Date of Award

Spring 1-1-2012

Document Type


Degree Name

Master of Science (MS)

First Advisor

Balaji Rajagopalan

Second Advisor

Edith Zagona

Third Advisor

Andrew Wood


On a seasonal time scale, forecast centers of National Weather Service produce streamflow forecasts via a method called Ensemble Streamflow Prediction (ESP). In conjunction with the physically-based Sacramento Soil Moisture Accounting model (SAC-SMA), ESP uses historical weather sequences for the forecasting period starting from model's current initial conditions, to produce ensemble streamflow. There are two major drawbacks of this method|(i) the ensembles are limited to the length of historical record thereby producing limited variability and (ii) incorporating seasonal climate forecasts such as El Niño Southern Oscillation (ENSO) is done by selecting a subset of historical sequences which further reduces the variability of streamflow forecasts. The need for alleviating these drawbacks motivates the proposed research. To this end, this research effort has two components (i) an improved multi-site stochastic weather generator and (ii) coupling it to the SAC-SMA model for ensemble streamflow forecasting.
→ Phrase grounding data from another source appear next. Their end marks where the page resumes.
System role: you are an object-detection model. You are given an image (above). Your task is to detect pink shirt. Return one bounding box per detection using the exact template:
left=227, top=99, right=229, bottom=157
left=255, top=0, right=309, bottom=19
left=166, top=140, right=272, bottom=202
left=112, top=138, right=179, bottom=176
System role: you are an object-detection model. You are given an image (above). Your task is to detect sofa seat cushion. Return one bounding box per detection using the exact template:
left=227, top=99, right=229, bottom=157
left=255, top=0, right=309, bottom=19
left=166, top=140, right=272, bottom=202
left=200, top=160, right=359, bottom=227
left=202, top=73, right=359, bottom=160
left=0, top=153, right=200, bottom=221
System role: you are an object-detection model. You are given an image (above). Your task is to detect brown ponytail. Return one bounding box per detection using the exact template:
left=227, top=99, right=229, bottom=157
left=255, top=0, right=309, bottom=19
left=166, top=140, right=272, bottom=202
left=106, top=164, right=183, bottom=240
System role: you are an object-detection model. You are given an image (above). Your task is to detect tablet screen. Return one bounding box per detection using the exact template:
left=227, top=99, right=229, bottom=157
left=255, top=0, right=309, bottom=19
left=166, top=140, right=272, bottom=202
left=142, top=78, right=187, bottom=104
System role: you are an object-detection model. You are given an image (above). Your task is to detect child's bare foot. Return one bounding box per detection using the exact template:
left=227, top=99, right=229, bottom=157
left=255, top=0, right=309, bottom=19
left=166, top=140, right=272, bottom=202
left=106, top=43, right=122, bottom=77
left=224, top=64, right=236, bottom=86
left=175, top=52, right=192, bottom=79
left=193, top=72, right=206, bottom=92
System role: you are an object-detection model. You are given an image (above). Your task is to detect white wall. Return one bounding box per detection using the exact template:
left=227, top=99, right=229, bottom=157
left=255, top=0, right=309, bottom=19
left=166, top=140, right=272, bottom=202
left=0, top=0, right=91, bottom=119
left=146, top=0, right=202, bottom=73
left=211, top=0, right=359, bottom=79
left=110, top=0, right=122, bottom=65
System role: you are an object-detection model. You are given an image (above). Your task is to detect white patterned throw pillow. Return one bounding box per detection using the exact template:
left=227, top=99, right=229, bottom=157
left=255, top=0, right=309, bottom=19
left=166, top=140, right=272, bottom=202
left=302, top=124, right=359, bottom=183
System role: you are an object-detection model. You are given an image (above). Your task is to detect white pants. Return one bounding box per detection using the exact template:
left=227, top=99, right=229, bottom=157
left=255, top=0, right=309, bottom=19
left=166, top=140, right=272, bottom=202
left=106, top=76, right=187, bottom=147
We enhanced the traditional K-nearest neighbor semi-parametric stochastic weather generator (SWG). In SWG the daily precipitation state (wet or dry) is modeled as a Markov Chain and the weather vector on a given day is simulated conditioned on the previous day's precipitation state and weather vector and current day's precipitation state. A K-nearest neighbor resampling approach is used to simulate from the conditional probability density function. Our improvements to this stochastic generator include (i) clustering the locations into climatologically homogeneous regions and applying the weather generator separately for each region and jointly to better capture the spatial heterogeneity and, (ii) modifying the resampling approach to incorporate probabilistic seasonal climate forecast. We tested this enhanced weather generator by applying it to daily weather sequences at 66 locations in the San Juan River Basin. The proposed method generates a rich variety of weather sequences capturing the distributional properties at all the locations and the spatial dependence. It also simulates consistent weather sequences conditioned on seasonal climate forecasts.

The multi-site stochastic weather generator was coupled with the SAC-SMA model (WGESP) within NWS's new Community Hydrologic Prediction System (CHPS) to produce ensemble streamflow forecast. Spring season ensemble forecasts at several lead times from Nov through Apr for the period 1981{2010 were made from WG-ESP and the traditional ESP for the San Juan River Basin. We show that the weather generator based ensemble produces a rich variability in the flows including extremes and a higher skill at long lead times. Especially, skill in wet year forecast was found to be higher than dry years.

The flexible and robust framework provides many opportunities to further improve the ESP system in enabling increased skills at longer lead times that will be of immense help to water resources managers.